He refused to speak to Archer when the latter arrived at the theater on Monday morning for the rehearsal; but Norman was unaware of anything lacking, and from the first seemed conscious of the manager only as a bit of mechanism, probably necessary but unimportant, attached to this glorious new experience he was having. He drove up to the front of the theater in a fine large car he had hired, and thus offered us a picture of affluent and congenial gayety, for with him was Miss Lang. Norman was almost as prettily dressed as she was; and as she nodded merrily to Cyprian Klebber and me, where we waited in the lobby, the great cluster of violets she wore upon the breast of her blue coat sent us a hothouse sweetness plagiarized from springtime. Norman drew me aside.

“She’s absolutely as magnificent as I thought she’d be.” he said. “I’ve never met a woman like her — oh, anything at all like her! She’s been the life o’ the party simply every second for three days. We’ve had a royal time!”

“No doubt,” I said; and he perceived my dryness, which was a little emphasized.

“What’s the matter?” he asked. “It’s been merely a wholesome jolly good time in the sheerest comradeship. What’s wrong with that?”

“Nothing at all, Norman. I was only thinking of it as a question of advisability. Rehearsals and getting ready for an opening are a strain on everybody, and a three days’ and night’s party for the star — not to speak of four members of the company being along too I — ”

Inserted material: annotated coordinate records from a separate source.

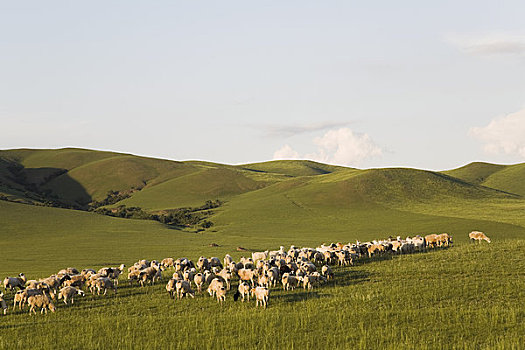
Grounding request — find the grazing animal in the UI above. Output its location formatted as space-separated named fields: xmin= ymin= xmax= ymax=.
xmin=175 ymin=280 xmax=195 ymax=299
xmin=281 ymin=273 xmax=300 ymax=290
xmin=251 ymin=286 xmax=270 ymax=309
xmin=27 ymin=294 xmax=56 ymax=315
xmin=425 ymin=233 xmax=438 ymax=248
xmin=233 ymin=282 xmax=251 ymax=302
xmin=166 ymin=278 xmax=178 ymax=298
xmin=437 ymin=233 xmax=452 ymax=247
xmin=193 ymin=272 xmax=204 ymax=293
xmin=208 ymin=278 xmax=224 ymax=297
xmin=91 ymin=277 xmax=117 ymax=295
xmin=468 ymin=231 xmax=491 ymax=243
xmin=4 ymin=273 xmax=27 ymax=291
xmin=215 ymin=287 xmax=226 ymax=305
xmin=0 ymin=293 xmax=7 ymax=315
xmin=252 ymin=250 xmax=269 ymax=261
xmin=237 ymin=269 xmax=255 ymax=285
xmin=321 ymin=265 xmax=334 ymax=280
xmin=58 ymin=286 xmax=86 ymax=305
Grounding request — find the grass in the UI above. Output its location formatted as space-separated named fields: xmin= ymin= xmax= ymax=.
xmin=0 ymin=240 xmax=525 ymax=349
xmin=0 ymin=149 xmax=525 ymax=349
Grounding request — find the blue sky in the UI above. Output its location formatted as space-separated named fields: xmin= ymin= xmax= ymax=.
xmin=0 ymin=0 xmax=525 ymax=169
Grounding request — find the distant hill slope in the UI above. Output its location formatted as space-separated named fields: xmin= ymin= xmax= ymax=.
xmin=0 ymin=148 xmax=525 ymax=215
xmin=238 ymin=160 xmax=348 ymax=176
xmin=443 ymin=162 xmax=525 ymax=196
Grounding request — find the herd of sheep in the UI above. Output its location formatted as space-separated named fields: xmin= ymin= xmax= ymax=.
xmin=0 ymin=231 xmax=490 ymax=315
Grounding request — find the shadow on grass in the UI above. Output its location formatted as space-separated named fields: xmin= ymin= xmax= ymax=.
xmin=272 ymin=290 xmax=320 ymax=303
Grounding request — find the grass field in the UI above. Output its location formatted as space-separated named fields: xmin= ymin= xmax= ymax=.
xmin=0 ymin=240 xmax=525 ymax=349
xmin=0 ymin=149 xmax=525 ymax=349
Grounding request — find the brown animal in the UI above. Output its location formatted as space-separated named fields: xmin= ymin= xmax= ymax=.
xmin=0 ymin=293 xmax=7 ymax=315
xmin=468 ymin=231 xmax=491 ymax=243
xmin=27 ymin=294 xmax=55 ymax=315
xmin=425 ymin=233 xmax=438 ymax=248
xmin=252 ymin=287 xmax=270 ymax=309
xmin=437 ymin=233 xmax=452 ymax=247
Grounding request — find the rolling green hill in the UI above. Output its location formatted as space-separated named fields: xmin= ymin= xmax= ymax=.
xmin=0 ymin=149 xmax=525 ymax=348
xmin=443 ymin=162 xmax=525 ymax=196
xmin=0 ymin=149 xmax=525 ymax=258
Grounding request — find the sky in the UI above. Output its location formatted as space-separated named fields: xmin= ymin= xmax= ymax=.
xmin=0 ymin=0 xmax=525 ymax=170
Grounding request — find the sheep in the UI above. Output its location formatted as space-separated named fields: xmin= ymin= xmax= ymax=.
xmin=64 ymin=275 xmax=86 ymax=288
xmin=237 ymin=269 xmax=255 ymax=285
xmin=166 ymin=278 xmax=178 ymax=298
xmin=160 ymin=258 xmax=175 ymax=268
xmin=40 ymin=275 xmax=70 ymax=294
xmin=13 ymin=289 xmax=27 ymax=310
xmin=175 ymin=280 xmax=195 ymax=299
xmin=197 ymin=256 xmax=210 ymax=272
xmin=215 ymin=287 xmax=226 ymax=305
xmin=204 ymin=270 xmax=217 ymax=284
xmin=437 ymin=233 xmax=452 ymax=247
xmin=58 ymin=287 xmax=86 ymax=305
xmin=0 ymin=293 xmax=7 ymax=315
xmin=137 ymin=265 xmax=162 ymax=287
xmin=281 ymin=273 xmax=300 ymax=290
xmin=4 ymin=273 xmax=27 ymax=291
xmin=209 ymin=256 xmax=222 ymax=269
xmin=468 ymin=231 xmax=491 ymax=243
xmin=425 ymin=233 xmax=438 ymax=248
xmin=252 ymin=250 xmax=269 ymax=261
xmin=224 ymin=254 xmax=233 ymax=266
xmin=302 ymin=275 xmax=319 ymax=289
xmin=251 ymin=287 xmax=270 ymax=309
xmin=368 ymin=243 xmax=386 ymax=258
xmin=27 ymin=295 xmax=56 ymax=315
xmin=128 ymin=270 xmax=140 ymax=286
xmin=257 ymin=273 xmax=270 ymax=288
xmin=182 ymin=269 xmax=197 ymax=282
xmin=107 ymin=264 xmax=126 ymax=286
xmin=400 ymin=242 xmax=415 ymax=254
xmin=217 ymin=269 xmax=232 ymax=290
xmin=91 ymin=277 xmax=117 ymax=295
xmin=321 ymin=265 xmax=334 ymax=280
xmin=193 ymin=272 xmax=204 ymax=293
xmin=233 ymin=282 xmax=251 ymax=302
xmin=266 ymin=265 xmax=278 ymax=287
xmin=207 ymin=278 xmax=224 ymax=297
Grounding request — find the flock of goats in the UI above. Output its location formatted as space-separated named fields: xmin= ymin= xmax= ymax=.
xmin=0 ymin=231 xmax=490 ymax=315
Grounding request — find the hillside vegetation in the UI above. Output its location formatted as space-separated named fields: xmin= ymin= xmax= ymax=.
xmin=0 ymin=149 xmax=525 ymax=349
xmin=0 ymin=149 xmax=525 ymax=273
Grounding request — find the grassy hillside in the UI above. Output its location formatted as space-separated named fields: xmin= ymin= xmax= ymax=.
xmin=0 ymin=232 xmax=525 ymax=349
xmin=443 ymin=162 xmax=505 ymax=185
xmin=122 ymin=167 xmax=267 ymax=210
xmin=443 ymin=163 xmax=525 ymax=196
xmin=0 ymin=149 xmax=525 ymax=349
xmin=483 ymin=163 xmax=525 ymax=197
xmin=239 ymin=160 xmax=348 ymax=176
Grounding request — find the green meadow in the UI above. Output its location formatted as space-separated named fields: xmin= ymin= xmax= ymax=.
xmin=0 ymin=149 xmax=525 ymax=349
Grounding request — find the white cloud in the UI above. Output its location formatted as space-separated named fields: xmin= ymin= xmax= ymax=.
xmin=469 ymin=109 xmax=525 ymax=158
xmin=447 ymin=34 xmax=525 ymax=56
xmin=253 ymin=122 xmax=350 ymax=137
xmin=274 ymin=128 xmax=383 ymax=166
xmin=273 ymin=145 xmax=300 ymax=159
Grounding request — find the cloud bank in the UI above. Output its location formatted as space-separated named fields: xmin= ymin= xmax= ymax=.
xmin=469 ymin=109 xmax=525 ymax=158
xmin=447 ymin=34 xmax=525 ymax=56
xmin=256 ymin=122 xmax=350 ymax=137
xmin=273 ymin=128 xmax=383 ymax=166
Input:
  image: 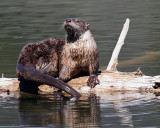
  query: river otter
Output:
[17,18,99,99]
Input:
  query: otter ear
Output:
[86,23,89,28]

He interrupted me eagerly:

“But that’s one of the reasons a party like this is such a good thing. It takes their minds off their nervousness so they can come to their work all fresh. And of course for Francine herself it was just a godsend. That’s why I particularly wanted to do it — to take her out of herself. You know, of course, she’s been in the depths — actually tragic depths too — don’t you?”

“No, I hadn’t heard so. Klebber hasn’t mentioned it to me, and she doesn’t look it. What’s she been so tragic about?”

“Why, about her husband, of course.”

Norman had become serious; his voice deepened with commiserative sympathy.

“You knew about it, didn’t you?”

“I knew that she’d been getting a divorce, but not that it affected her so deeply as you say, Norman.”

He shook his head, implying that the facts were much gloomier than I might guess.

“It’s almost shattered her,” he said. “She’s been very near abandoning her whole career — in fact, she’s considered much more radical things than that. She told me so herself. I don’t mean exactly suicide, but at least giving up the world. She was actually just about on the point of doing it, Miss Yeats told me. Miss Yeats is her best friend in the company and Francine tells her everything.”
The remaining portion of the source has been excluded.